RE:RE:RE:Another Target Expression Comparison: Trop-2 I totally agree. A head-to-head against Trop2/Trodelvy would be great. All you have to do is label it a drug with a $21billion price tag and it's pretty much validated for investors. As you show SORT1 appears to at least match Trop2 if not betters.
As ever the real validation comes with their drug showing efficacy but there are obvious questions raised by this technology and I don't think there's anything to be lost by getting together some solid data to answer those upfront. Just asserting that "it's not marginal" isn't enough.
There are lots of ways in which the "context" of cancer drug development make this an attractive proposition, they don't at all exploit that context.
Wino115 wrote: I really think THTX would benefit it's shareholders by trying to put Sort1 as a target in context with the two successful solid tumor drugs out there, Keytruda (PD-1) and Trodelvy (TROP-2). It's similar to what we kept mentioning with NASH, if you can put some of your data up versus the well known and successful competitors it provides a ready-made investment thesis. You'd be surprised how many portfolio managers would respond to a simple analogy.
THTX needs to a table that shows both the expression level of SORT1 vs. these in the 4-5 largest solid tumor areas and then the percent of patients that typically show overexpression. I would also add the number of tumor type lines it's been shown successful on and the number it has not, if they've run those tests with TH1902.
You can see the way a PM would think if you show them the path to commercialization, the size, the safety, the usage, and then this new target that appears to be much more prevalent, certainly more prevalent in latter stage cancers, and the PDC is very safe because of that target and "could" lead to XX$ revenue potential being shown in the next 18 months. PMs love a simple comp to anchor their logic.
Wino115 wrote: Wino115 wrote: So we learned from THTX that sortilin overexpression is 3x that of PD-1 (Keytruda's target) in tumors. I found some data on Trop-2 (Trodelvy's target), but I wouldn't know how to compare that to sortilin like THTX did in their paper. But there's a few clues.
One thing I noticed about TROP-2 is that it appears to be located in a lot of other spots around the body and has a decent amount of expression in normal human tissue in various organs. This is likely why IMMU ran in to a lot of safety issues early on. It still has a fairly high safety signal issue and is not SAE free.
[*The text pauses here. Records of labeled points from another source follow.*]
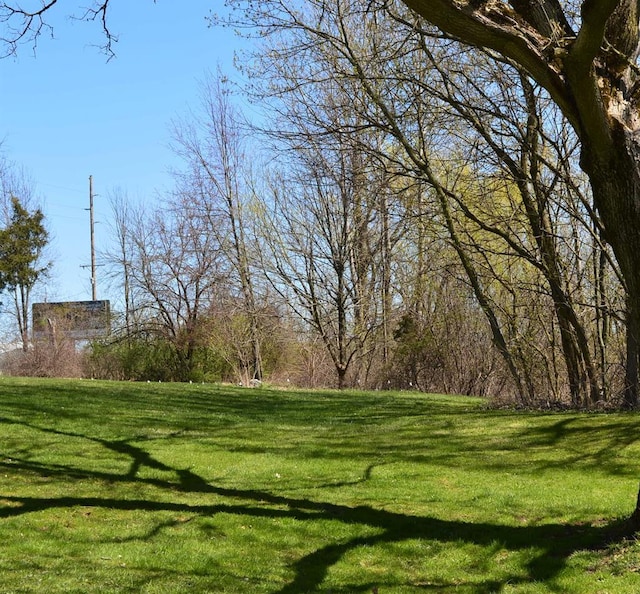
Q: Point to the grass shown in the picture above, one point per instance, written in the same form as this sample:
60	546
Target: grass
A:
155	488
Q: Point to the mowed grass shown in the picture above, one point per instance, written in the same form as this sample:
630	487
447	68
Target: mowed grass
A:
120	487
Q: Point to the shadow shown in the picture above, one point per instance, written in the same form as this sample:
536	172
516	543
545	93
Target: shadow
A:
553	543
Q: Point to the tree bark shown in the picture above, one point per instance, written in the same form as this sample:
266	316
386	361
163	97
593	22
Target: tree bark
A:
592	77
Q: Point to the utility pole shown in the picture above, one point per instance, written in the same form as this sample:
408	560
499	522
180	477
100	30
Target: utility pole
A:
94	288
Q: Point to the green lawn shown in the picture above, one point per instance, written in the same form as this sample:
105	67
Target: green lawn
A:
120	487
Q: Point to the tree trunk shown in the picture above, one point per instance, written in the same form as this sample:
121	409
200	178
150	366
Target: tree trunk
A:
615	184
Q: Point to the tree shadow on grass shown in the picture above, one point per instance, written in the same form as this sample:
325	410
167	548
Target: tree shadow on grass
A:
554	543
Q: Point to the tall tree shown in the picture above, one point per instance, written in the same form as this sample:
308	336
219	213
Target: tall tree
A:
587	62
21	244
213	146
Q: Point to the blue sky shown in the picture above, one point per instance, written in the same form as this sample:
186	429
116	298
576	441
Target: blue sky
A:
67	113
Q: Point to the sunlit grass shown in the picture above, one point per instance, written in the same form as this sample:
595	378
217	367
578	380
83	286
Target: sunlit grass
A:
119	487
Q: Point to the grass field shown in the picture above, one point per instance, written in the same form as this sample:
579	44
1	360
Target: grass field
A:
119	487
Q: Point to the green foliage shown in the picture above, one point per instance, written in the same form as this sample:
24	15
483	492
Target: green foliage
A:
119	487
21	244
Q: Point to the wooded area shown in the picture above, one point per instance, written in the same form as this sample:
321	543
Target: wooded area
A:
443	202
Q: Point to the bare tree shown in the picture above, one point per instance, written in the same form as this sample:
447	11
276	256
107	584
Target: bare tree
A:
218	168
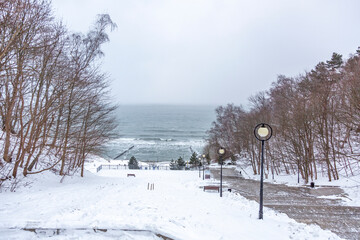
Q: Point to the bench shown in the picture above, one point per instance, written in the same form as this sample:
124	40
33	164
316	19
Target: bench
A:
211	188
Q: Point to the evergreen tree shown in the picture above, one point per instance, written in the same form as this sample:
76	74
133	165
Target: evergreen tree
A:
194	160
133	163
181	163
173	165
335	62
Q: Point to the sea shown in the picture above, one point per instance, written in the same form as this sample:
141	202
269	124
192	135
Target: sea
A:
158	133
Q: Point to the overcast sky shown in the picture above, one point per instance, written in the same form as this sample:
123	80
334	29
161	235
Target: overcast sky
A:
213	52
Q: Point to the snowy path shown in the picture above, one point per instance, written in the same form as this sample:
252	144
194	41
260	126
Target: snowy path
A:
177	208
301	204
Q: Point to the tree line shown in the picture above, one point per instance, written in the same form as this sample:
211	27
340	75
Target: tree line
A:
315	119
54	102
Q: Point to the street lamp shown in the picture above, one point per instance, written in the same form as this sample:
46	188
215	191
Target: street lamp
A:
199	167
203	156
221	152
262	132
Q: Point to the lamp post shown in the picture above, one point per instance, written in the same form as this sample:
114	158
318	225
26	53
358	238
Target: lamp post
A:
262	132
199	167
203	157
221	152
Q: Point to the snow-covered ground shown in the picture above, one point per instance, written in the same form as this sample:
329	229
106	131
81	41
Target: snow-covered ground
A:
350	184
177	208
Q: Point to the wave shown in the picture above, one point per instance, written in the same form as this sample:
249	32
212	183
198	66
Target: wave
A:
155	139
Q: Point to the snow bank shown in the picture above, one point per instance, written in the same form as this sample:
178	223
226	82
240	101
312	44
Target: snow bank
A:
177	208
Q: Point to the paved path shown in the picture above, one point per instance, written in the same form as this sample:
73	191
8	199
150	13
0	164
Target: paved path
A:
300	203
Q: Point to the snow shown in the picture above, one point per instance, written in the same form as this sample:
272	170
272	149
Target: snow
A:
349	184
177	208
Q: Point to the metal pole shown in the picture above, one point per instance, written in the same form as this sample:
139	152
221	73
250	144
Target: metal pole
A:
298	171
203	170
199	169
221	176
261	180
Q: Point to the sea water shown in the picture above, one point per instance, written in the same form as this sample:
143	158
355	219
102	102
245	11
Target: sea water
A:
160	132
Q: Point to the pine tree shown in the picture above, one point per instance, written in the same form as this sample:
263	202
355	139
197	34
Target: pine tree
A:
173	165
181	163
194	160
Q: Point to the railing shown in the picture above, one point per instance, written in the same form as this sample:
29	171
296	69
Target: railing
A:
125	167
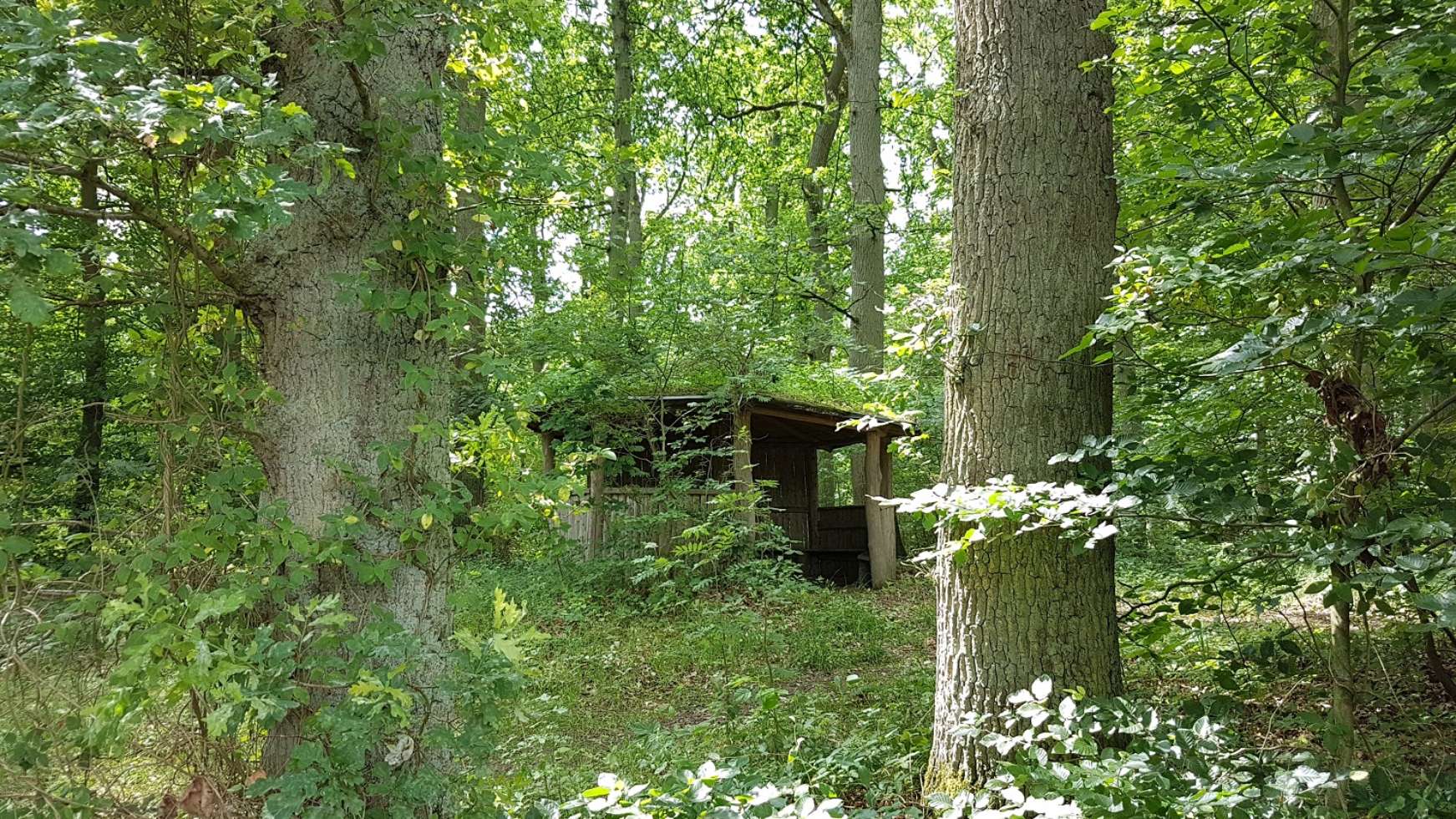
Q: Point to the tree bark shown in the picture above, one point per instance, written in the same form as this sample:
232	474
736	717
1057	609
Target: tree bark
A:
1034	219
826	129
94	372
337	366
866	170
625	229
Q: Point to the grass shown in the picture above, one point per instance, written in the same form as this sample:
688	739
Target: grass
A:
788	681
794	682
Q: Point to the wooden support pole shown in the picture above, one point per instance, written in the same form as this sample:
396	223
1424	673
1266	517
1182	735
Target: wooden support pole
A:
880	521
743	456
548	452
597	493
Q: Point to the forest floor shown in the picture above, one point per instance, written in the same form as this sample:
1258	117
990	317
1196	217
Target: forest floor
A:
795	682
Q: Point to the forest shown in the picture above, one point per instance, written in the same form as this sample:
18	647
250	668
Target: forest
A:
727	409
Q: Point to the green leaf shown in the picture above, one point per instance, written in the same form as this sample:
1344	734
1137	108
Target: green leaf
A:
28	305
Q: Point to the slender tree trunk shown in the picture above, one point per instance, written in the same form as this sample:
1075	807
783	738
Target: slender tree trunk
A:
866	181
94	374
1034	221
337	366
1332	19
826	129
625	231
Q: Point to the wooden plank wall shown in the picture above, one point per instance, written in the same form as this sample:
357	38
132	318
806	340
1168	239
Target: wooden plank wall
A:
791	468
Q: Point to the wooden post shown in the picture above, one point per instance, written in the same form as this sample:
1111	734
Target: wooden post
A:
597	493
811	468
743	456
880	521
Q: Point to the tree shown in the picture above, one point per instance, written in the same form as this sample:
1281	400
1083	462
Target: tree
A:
866	238
826	130
1034	219
625	231
339	368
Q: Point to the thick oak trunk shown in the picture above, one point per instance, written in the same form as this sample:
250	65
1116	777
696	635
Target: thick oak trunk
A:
1034	225
339	368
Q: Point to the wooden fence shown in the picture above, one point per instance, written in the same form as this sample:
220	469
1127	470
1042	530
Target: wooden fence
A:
634	516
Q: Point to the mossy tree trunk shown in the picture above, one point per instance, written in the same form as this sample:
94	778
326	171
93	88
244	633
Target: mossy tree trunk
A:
1034	225
339	369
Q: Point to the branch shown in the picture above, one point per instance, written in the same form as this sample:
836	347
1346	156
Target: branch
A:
1428	188
366	108
139	213
1436	411
1213	580
826	13
762	108
1228	54
74	211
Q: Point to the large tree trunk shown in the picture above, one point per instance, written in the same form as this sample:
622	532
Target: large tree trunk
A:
866	170
1034	221
338	368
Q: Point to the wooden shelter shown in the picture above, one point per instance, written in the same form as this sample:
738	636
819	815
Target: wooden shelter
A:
775	443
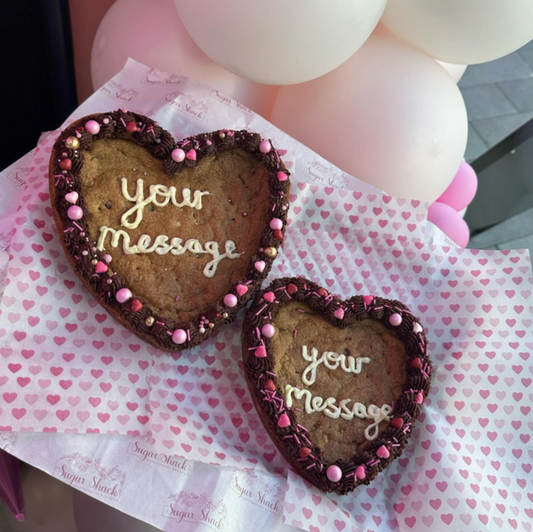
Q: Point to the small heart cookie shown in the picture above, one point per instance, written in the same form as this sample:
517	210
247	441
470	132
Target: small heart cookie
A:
172	237
337	384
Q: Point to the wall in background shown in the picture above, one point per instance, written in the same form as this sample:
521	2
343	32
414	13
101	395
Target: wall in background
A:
86	17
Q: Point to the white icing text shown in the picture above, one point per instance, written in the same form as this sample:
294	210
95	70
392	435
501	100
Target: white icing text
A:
162	246
330	409
167	194
331	360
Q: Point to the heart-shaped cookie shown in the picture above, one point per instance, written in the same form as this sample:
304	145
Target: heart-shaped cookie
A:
172	237
337	384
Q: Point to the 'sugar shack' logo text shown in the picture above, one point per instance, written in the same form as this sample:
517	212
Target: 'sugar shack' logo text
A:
159	77
90	475
260	490
180	465
326	175
163	196
187	104
226	100
189	507
118	92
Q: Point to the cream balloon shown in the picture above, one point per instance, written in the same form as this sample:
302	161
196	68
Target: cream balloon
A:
455	71
462	31
151	32
390	116
280	42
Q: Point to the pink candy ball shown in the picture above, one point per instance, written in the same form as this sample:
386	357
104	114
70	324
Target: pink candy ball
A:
334	473
268	330
339	313
367	300
383	452
230	300
449	222
265	146
178	155
179	336
462	189
284	421
276	223
123	295
75	212
395	319
93	127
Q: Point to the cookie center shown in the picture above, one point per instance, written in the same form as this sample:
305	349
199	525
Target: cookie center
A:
179	241
341	383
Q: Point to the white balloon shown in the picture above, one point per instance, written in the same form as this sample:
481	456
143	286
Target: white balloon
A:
150	31
390	116
462	31
280	42
455	71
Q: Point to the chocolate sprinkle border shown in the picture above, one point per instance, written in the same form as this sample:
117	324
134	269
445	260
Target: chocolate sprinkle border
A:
76	240
271	404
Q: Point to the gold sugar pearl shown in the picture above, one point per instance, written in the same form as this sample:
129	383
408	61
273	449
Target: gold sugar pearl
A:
72	143
271	252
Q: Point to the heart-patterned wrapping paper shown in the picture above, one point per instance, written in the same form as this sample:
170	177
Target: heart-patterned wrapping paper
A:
470	462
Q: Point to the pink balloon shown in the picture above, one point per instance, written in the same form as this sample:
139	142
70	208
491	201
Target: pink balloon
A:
449	221
462	189
151	32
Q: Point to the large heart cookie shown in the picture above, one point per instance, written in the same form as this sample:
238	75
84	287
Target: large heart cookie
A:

The other thing I noticed from one of the papers is that while TROP-2 is a target in lots of cancer types (just like SORT1) and Gilead is now doing all those trials, for TNBC TROP-2 is not overexpressed in 3 of the breast cancer tumor lines. I think there's something like 6 or so typical lines but I could be wrong. It seems to be fairly typical that the overexpression of a target doesn't always appear in all tumor line types across all the different tumors. So we ought to expect they learn which lines it works best on and which it doesn't for TH1902. We shouldn't expect it works on all the various tumor lines as effectively, but I could be wrong. I'd rather go in to the trial with that understanding and be positively surprised. That's a big part of the response rate I would presume, where Trodelvy is only in the 30%ish response level. We can hope TH1902 improves on this by a lot, and that would be meaningful in the hospital.
So from two different studies, TROP-2 was overexpressed in roughly 37% of TNBC patients. It had moderate expression in 23% and little to none in 40%. If I look down the list of all the various cancers, the percent of patients with TROP-2 high overexpression is in the 15-40% range and moderate is in the 20-30% range. This includes pancrease, stomach, ovarian, prostate, colon, lung, etc...
By way of comparison, we've heard THTX state that SORT1 is overexpressed in 40-90% of the patients in the 4 cancers in the upcoming basket trial. I believe TNBC is 60% (80% for invasive ductal BC), ovarian is 90-100%, endometrial is 90%, urothelial is 70%, melanoma 90% and colorectal and pancreatic are 30%. Just looking at that, there is at least a possibility to see a much higher response rate targeting SORT1 versus TROP-2 in TNBC and certainly in some of the others like ovarian and endometrial. But as to the actual amounts of TROP-2 seen in these tumors versus SORT1 seen on them, I don't know how to find that calculation. Maybe THTX can add that in to their next presentation along with the PD-1 comparison that they've already published.
Nonetheless, there's two things going for SORT1 versus TROP-2 -- the fact TROP-2 is prevalent all over the body and in some meaningful numbers, thus causing safety issues, and at least in TNBC, ovarian and endometrial, more tumors seem to overexpress SORT1 versus TROP-2. Those are the cancers they're targeting in 1b onward.